Namun, dinamika ini tidak selalu berjalan linier atau tenang sepanjang bulan, karena menurut studi bertajuk ‘Fast Profits’ oleh Białkowski et al. (2012), terdapat nuansa volatilitas yang perlu diperhatikan oleh para investor agar tidak terjebak dalam euforia semata. Penelitian tersebut menemukan bahwa efek Ramadan cenderung tidak seragam pada awal dan menjelang akhir bulan, pasar sering kali menunjukkan fluktuasi yang tajam akibat adanya herding behavior atau perilaku “ikut-ikutan”. Fenomena ini terjadi ketika para investor bereaksi secara emosional terhadap momentum perubahan suasana hati pasar, yang jika tidak disikapi dengan bijak, dapat menimbulkan risiko bagi mereka yang hanya sekadar mengikuti arus tanpa perhitungan matang.

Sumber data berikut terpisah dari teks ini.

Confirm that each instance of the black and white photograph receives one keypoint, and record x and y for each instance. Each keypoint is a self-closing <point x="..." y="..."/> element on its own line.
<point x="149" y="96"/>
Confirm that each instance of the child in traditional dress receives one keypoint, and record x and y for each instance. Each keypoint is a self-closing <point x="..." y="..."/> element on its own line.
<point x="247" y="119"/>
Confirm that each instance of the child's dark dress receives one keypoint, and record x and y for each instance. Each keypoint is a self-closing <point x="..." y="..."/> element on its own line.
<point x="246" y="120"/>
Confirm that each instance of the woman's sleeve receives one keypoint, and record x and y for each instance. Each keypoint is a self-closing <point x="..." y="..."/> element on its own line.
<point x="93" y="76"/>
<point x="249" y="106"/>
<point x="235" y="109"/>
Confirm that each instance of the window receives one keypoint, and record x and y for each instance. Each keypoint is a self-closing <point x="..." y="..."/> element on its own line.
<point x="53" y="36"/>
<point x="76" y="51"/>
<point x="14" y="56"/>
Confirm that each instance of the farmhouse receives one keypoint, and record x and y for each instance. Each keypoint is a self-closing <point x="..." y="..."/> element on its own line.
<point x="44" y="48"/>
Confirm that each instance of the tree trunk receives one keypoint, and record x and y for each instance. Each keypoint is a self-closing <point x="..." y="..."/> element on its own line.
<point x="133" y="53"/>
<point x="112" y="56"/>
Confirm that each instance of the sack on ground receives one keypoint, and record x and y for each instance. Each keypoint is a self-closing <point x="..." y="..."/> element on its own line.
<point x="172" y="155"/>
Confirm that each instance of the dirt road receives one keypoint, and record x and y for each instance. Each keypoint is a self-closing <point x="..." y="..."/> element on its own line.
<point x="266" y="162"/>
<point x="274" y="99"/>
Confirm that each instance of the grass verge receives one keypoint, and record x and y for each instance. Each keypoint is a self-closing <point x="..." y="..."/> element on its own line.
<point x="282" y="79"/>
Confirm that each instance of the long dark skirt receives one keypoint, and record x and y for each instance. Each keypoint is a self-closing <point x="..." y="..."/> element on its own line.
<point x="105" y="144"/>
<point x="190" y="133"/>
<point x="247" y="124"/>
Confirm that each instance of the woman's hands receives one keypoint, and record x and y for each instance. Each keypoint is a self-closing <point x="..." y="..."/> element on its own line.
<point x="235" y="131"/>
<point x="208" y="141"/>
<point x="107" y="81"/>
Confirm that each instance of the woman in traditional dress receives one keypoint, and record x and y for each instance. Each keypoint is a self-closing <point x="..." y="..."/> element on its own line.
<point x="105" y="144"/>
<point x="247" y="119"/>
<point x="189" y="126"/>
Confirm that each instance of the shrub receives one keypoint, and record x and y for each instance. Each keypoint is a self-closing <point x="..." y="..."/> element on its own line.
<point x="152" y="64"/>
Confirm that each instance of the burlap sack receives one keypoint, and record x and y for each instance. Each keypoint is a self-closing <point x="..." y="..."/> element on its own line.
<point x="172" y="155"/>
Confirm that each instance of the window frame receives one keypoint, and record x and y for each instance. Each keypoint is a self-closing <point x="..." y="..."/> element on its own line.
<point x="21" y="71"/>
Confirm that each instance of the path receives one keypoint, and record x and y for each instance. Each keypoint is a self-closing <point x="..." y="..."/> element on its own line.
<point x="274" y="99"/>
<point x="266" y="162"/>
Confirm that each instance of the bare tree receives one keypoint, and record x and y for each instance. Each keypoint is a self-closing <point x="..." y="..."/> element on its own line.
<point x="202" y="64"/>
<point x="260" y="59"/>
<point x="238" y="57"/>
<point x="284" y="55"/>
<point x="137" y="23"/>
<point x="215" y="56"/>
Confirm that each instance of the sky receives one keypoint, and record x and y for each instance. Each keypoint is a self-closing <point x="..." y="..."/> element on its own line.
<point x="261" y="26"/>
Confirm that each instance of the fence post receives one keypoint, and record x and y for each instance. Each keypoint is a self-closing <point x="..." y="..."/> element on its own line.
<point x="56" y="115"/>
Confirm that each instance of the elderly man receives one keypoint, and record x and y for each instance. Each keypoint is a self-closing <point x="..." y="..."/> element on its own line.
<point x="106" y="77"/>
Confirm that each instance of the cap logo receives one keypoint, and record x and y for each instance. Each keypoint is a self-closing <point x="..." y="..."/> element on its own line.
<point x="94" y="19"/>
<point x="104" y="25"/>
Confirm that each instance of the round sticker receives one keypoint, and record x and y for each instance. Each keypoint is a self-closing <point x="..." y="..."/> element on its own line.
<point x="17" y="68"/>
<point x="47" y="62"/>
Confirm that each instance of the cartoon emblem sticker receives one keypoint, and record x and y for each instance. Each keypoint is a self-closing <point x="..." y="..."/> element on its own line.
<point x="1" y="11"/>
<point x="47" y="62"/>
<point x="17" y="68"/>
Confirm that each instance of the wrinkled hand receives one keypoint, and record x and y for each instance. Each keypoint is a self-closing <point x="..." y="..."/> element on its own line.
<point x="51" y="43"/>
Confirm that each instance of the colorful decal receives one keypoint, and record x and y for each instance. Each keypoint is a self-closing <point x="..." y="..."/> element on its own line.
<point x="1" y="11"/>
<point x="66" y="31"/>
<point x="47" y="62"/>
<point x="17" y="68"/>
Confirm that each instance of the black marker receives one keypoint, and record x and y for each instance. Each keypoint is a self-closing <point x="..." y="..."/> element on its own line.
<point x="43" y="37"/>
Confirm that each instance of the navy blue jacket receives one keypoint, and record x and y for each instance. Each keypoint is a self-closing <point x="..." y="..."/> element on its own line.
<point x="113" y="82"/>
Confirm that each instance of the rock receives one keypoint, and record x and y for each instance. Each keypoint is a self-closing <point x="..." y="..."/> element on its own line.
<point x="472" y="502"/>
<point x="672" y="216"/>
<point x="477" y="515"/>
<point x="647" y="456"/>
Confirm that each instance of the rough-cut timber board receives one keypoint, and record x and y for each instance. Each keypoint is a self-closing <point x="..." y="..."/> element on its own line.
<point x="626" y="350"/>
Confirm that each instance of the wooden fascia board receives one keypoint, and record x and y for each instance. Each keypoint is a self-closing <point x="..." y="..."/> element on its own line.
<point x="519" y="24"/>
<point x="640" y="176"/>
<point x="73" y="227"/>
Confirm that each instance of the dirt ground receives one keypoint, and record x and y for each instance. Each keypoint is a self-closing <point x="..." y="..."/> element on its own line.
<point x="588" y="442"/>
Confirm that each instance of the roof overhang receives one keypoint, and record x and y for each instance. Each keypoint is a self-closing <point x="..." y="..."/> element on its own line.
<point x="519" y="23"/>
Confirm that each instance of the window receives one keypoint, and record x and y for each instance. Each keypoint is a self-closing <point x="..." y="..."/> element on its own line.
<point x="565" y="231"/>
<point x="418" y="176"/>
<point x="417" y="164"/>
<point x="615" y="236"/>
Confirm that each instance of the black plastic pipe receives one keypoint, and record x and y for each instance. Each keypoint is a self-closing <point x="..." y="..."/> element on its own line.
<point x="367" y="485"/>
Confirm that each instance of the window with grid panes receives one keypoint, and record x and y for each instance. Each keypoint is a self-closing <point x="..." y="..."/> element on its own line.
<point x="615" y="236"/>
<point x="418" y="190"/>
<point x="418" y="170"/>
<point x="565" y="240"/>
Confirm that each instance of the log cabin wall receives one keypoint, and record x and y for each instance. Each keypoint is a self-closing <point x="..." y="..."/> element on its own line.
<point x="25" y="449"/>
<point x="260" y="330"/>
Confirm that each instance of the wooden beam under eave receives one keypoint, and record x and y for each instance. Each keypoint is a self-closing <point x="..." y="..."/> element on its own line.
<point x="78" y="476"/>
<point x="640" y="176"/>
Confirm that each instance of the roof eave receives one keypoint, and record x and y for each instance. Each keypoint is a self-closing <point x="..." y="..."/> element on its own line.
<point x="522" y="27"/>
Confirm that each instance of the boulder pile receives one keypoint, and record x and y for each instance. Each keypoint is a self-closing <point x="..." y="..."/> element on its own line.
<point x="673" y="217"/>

Pada akhirnya, fenomena ini menjadi pengingat berharga bahwa dimensi spiritual dan emosional manusia memiliki dampak nyata yang tak terpisahkan dari denyut nadi ekonomi global. Adanya bukti signifikan atas efek positif selama periode Ramadan memberikan perspektif baru bagi para investor dalam menyusun strategi portofolio mereka agar lebih adaptif terhadap siklus kalender Islam. Meskipun anomali ini menawarkan peluang keuntungan yang sangat menarik, kunci keberhasilan tetap terletak pada keseimbangan antara menangkap sinyal sentimen pasar dengan tetap berpijak pada analisis fundamental yang kuat, agar berkah Ramadan di pasar modal dapat dirasakan secara optimal dan berkelanjutan.